# Case 970 Torque limiter disc



## Braaaap (Oct 20, 2015)

On my case 970 tractor once warm it doesn't wanna pull its self forward or reverse in second third or forth gear. The engine runs strong but the power shift doesn't have the umff to move the tractor. First gear seams to work ok but on any little incline it struggles in first gear also. From what I read on the internet it sounds like it could be the torque limiter disc. Does this sound right? Or if it was that would it do it when it's cold also? 
Thanks


----------



## 8350HiTech (Jul 26, 2013)

Had a torque limiter go out on an 1896. Don't recall exact details but sounds similar.


----------



## Braaaap (Oct 20, 2015)

Ok thanks. I had a local mechanic quote me 8-12 hours to replace the torque limiter disc over the phone. He hasn't had time to look at it yet but will in a week or so


----------



## Coondle (Aug 28, 2013)

Sounds like the torque limiter clutch, being the disc and the bellvelle spring. Both ought to be replaced and not just the disc.

With 10 or so hours labour it would be false economy to only replace the disc without the spring even if it looks good.

The washers holding the disc down ought to be replaced too.
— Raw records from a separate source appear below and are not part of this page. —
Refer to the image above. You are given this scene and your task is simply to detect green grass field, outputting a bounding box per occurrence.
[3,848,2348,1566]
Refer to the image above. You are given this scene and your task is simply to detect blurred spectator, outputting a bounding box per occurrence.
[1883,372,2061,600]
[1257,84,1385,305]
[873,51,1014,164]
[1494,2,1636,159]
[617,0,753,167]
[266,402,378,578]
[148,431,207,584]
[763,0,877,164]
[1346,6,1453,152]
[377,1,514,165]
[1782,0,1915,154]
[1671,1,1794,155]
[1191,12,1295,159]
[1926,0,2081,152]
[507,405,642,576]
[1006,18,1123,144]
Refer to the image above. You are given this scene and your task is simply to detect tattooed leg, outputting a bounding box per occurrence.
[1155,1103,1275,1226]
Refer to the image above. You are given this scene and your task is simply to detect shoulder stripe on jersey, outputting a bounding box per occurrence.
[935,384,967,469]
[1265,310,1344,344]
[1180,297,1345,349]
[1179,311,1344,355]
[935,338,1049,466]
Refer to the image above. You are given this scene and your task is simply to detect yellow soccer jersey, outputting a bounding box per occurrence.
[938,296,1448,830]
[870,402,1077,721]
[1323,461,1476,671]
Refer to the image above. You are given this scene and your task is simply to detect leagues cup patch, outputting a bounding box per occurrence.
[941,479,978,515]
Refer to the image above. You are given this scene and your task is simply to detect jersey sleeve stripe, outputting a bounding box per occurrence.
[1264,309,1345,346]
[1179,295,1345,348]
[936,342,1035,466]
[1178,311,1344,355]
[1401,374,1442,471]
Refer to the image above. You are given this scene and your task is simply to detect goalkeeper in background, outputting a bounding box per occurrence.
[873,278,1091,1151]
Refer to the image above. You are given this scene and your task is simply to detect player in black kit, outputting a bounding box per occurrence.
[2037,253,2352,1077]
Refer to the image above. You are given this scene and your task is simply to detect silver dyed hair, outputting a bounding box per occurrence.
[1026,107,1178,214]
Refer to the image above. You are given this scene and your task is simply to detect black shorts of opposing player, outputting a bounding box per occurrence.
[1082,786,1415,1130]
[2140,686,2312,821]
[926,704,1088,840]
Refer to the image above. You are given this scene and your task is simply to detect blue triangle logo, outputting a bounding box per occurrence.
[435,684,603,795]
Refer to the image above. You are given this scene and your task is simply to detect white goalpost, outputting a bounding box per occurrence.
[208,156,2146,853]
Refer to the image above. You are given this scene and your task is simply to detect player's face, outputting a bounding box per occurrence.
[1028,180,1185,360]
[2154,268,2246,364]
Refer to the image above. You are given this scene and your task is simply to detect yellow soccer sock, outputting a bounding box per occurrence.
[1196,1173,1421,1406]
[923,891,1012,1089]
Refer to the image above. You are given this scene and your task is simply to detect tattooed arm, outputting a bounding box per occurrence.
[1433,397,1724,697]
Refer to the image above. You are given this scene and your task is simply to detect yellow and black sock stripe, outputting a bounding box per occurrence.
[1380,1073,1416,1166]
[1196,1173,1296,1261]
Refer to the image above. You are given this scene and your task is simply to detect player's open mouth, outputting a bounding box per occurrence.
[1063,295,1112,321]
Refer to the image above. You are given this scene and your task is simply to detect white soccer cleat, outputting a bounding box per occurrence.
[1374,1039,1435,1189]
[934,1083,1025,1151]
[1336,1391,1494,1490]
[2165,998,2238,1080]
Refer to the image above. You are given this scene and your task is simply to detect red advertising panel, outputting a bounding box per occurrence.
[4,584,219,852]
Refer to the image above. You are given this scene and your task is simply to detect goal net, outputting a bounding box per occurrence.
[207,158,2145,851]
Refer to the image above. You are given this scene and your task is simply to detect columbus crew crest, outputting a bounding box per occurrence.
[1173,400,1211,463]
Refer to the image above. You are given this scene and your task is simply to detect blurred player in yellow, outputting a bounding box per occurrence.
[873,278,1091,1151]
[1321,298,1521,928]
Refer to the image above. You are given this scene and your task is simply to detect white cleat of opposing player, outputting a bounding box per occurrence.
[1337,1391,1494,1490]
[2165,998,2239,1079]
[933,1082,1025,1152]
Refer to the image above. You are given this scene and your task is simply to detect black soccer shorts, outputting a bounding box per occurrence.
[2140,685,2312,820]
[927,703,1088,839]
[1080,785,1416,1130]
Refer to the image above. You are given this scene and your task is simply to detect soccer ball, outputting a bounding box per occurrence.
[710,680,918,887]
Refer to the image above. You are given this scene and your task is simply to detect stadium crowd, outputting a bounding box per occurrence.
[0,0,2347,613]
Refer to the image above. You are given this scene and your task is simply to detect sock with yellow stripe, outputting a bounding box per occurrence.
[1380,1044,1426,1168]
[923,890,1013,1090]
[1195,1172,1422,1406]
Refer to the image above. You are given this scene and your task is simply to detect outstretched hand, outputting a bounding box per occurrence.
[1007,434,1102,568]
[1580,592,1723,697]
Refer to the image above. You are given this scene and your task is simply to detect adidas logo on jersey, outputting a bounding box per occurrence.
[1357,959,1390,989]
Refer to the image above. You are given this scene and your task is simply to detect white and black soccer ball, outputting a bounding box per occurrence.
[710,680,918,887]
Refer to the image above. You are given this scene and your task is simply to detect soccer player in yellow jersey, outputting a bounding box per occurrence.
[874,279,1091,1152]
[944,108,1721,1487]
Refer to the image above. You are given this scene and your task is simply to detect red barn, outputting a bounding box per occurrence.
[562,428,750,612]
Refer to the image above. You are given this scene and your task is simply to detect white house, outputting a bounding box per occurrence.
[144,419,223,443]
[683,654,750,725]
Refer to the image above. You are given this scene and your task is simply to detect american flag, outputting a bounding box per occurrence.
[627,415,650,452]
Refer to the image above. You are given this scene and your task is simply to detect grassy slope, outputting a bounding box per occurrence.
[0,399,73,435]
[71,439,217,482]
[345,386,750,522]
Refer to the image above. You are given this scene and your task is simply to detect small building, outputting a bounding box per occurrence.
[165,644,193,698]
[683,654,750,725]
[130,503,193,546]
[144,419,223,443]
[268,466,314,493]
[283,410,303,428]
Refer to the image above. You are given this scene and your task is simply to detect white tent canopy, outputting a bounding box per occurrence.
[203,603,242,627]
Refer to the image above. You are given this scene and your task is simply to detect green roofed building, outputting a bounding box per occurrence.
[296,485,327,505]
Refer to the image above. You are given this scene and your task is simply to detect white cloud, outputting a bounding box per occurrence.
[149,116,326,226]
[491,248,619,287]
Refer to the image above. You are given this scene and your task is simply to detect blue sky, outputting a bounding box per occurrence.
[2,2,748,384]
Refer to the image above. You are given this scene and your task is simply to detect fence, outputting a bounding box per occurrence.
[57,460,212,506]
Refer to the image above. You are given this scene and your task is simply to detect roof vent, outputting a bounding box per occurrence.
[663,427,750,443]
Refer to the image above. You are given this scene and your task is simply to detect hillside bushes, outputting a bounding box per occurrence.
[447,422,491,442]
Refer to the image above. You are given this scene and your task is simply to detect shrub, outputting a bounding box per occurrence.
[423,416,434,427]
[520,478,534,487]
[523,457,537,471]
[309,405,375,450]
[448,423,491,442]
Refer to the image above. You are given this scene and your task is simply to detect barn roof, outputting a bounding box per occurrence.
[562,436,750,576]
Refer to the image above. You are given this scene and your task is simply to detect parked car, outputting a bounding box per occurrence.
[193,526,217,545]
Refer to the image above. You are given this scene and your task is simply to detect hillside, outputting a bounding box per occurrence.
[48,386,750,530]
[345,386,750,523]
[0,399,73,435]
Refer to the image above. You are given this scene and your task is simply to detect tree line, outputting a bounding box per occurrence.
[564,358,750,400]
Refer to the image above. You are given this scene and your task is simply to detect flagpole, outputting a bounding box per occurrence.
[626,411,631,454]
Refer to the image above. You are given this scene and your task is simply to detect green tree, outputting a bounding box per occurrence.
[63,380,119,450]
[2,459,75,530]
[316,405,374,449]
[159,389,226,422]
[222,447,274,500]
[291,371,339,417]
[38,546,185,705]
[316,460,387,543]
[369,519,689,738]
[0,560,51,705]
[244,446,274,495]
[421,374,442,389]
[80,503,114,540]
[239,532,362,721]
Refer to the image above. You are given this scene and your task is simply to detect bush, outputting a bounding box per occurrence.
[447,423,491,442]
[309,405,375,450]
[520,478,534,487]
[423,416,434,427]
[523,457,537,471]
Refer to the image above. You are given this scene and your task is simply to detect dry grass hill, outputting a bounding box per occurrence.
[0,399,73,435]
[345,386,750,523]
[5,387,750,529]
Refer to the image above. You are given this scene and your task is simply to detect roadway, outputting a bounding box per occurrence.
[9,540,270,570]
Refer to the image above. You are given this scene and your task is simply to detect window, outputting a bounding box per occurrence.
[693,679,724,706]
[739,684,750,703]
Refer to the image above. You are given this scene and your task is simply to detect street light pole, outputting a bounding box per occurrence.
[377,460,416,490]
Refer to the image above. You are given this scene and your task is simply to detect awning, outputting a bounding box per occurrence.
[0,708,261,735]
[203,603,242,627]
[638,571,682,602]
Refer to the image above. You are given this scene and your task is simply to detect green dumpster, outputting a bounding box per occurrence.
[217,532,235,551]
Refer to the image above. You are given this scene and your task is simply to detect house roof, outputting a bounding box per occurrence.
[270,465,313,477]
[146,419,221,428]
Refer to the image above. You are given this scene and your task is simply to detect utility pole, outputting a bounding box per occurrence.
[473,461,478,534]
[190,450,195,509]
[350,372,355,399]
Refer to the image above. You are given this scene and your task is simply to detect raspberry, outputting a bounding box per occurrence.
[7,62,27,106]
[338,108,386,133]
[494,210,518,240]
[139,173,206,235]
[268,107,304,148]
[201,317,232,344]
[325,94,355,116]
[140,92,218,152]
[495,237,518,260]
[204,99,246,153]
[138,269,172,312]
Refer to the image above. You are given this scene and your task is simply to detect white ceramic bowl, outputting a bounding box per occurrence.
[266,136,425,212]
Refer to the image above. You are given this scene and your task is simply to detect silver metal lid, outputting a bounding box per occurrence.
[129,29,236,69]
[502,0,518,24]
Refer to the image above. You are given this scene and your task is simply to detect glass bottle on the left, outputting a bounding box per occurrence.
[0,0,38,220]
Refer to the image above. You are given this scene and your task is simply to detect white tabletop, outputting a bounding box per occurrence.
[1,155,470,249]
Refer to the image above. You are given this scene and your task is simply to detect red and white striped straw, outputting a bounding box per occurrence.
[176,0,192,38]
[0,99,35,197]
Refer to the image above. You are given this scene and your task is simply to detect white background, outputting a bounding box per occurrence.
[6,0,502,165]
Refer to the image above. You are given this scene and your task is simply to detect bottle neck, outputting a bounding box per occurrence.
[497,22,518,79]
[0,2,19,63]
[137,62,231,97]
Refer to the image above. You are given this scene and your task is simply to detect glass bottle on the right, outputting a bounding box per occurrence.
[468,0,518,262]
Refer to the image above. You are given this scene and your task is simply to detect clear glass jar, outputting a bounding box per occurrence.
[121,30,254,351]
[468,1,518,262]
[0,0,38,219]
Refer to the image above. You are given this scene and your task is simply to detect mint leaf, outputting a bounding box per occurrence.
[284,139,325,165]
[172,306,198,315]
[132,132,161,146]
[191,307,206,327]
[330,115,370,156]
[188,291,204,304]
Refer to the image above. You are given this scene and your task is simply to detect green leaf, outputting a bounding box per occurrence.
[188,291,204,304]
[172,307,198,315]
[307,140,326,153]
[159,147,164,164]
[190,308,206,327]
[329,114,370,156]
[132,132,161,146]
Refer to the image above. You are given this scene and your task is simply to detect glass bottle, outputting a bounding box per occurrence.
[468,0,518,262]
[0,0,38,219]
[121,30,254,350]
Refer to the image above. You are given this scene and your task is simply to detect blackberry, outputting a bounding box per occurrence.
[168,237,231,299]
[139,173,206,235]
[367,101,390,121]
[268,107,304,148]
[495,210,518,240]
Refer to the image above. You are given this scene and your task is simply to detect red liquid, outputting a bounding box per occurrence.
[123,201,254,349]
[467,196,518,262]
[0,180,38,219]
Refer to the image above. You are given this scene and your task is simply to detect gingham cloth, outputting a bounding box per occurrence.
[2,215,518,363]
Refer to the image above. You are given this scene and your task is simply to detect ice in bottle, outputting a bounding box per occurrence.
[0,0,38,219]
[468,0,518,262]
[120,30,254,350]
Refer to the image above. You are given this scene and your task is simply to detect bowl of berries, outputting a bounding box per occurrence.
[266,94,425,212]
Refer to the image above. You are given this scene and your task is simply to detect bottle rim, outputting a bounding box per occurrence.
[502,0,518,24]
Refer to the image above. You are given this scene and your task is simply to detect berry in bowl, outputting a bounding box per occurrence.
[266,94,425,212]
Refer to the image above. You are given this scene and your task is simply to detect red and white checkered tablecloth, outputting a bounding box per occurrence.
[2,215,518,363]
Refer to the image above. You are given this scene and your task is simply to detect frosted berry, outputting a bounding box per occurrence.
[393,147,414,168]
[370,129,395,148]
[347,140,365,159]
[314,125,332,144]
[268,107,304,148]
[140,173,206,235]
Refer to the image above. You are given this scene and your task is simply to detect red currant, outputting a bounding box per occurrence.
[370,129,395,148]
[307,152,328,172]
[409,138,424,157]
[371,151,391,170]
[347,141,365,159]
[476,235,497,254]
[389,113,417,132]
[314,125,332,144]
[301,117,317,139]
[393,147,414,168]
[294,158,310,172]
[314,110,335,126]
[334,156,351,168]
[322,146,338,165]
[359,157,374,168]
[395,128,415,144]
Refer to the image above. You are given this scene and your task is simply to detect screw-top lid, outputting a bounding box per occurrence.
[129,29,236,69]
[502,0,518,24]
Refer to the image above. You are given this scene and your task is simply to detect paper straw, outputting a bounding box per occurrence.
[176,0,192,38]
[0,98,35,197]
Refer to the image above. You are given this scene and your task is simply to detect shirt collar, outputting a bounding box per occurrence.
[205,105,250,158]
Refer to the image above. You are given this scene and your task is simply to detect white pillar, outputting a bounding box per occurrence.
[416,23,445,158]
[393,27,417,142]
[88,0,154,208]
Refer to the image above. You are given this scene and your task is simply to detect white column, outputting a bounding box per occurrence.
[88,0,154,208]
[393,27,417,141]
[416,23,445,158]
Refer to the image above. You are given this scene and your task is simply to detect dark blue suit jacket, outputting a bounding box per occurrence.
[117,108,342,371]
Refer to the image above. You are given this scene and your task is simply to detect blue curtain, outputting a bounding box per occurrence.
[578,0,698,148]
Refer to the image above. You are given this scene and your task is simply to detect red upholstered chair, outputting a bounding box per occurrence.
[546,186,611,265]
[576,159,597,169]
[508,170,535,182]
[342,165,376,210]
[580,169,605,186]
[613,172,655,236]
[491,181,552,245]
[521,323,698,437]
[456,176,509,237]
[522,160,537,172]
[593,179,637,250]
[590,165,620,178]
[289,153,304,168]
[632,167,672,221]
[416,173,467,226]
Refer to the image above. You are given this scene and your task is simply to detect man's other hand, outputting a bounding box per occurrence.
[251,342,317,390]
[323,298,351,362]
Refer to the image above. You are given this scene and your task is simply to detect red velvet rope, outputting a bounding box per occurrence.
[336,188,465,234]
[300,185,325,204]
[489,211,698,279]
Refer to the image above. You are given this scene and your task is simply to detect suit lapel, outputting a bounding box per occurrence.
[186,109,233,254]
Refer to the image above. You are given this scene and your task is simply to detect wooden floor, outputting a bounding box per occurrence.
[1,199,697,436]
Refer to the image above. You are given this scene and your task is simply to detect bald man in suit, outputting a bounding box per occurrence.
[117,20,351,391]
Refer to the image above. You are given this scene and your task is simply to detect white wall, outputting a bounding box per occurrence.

Estimate of hours seems reasonable but I would expect toward the higher number. After all the tractor has to be split, disc removed and the new one carefully torqued down then the tractor reassembled.


----------



## Coondle (Aug 28, 2013)

Forgot to also mention getting the pressures tested on the power shift. All of the magic is done by hydraulic pressure. Pressure down and power shift suffers.


----------



## Braaaap (Oct 20, 2015)

The mechanic had a look at the tractor and said its not the torque limiter disk. Because it's not slipping in 2nd power shift. So he said its one of the clutch plates(can't remember which one he said) but he wanted to let me know that it will be a much costlier job now to fix it. I said to hold off for now while I see if it's worth doing the power shift or not which he said could be around $5000 but he won't know for sure until he opens it up. I might tackle the job my self but I have never split a tractor before and not too sure what I'm getting my self into


----------



## 8350HiTech (Jul 26, 2013)

That shouldn't be a 5k job unless the housing is damaged. If it hasn't slipped long, the chances of that are extremely low. I don't know what your guy charges per hour but my local mechanic will typically do a 70 series powershift for $1500-2500 depending on amount of parts needed.


----------



## Braaaap (Oct 20, 2015)

Ya I'm going to get a second opinion/ quote from another mechanic later this week. The first guy charges $80/hour. This other guy I hear charges $45/hour.


----------



## Braaaap (Oct 20, 2015)

So I dropped my 970 off at the mechanics today for him to split and see what all I need to fix the slipping power shift. He will for sure have to replace the C2 clutch as it only works in power shift 2. Just wondering what else I should have a look at while the tractor is in 2 pieces?  Thanks for your help


----------



## Braaaap (Oct 20, 2015)

Got the tractor split today and looks like it needs a torque limiter disc and plate


----------



## slowzuki (Mar 8, 2011)

Yes sir that got chewed up.


----------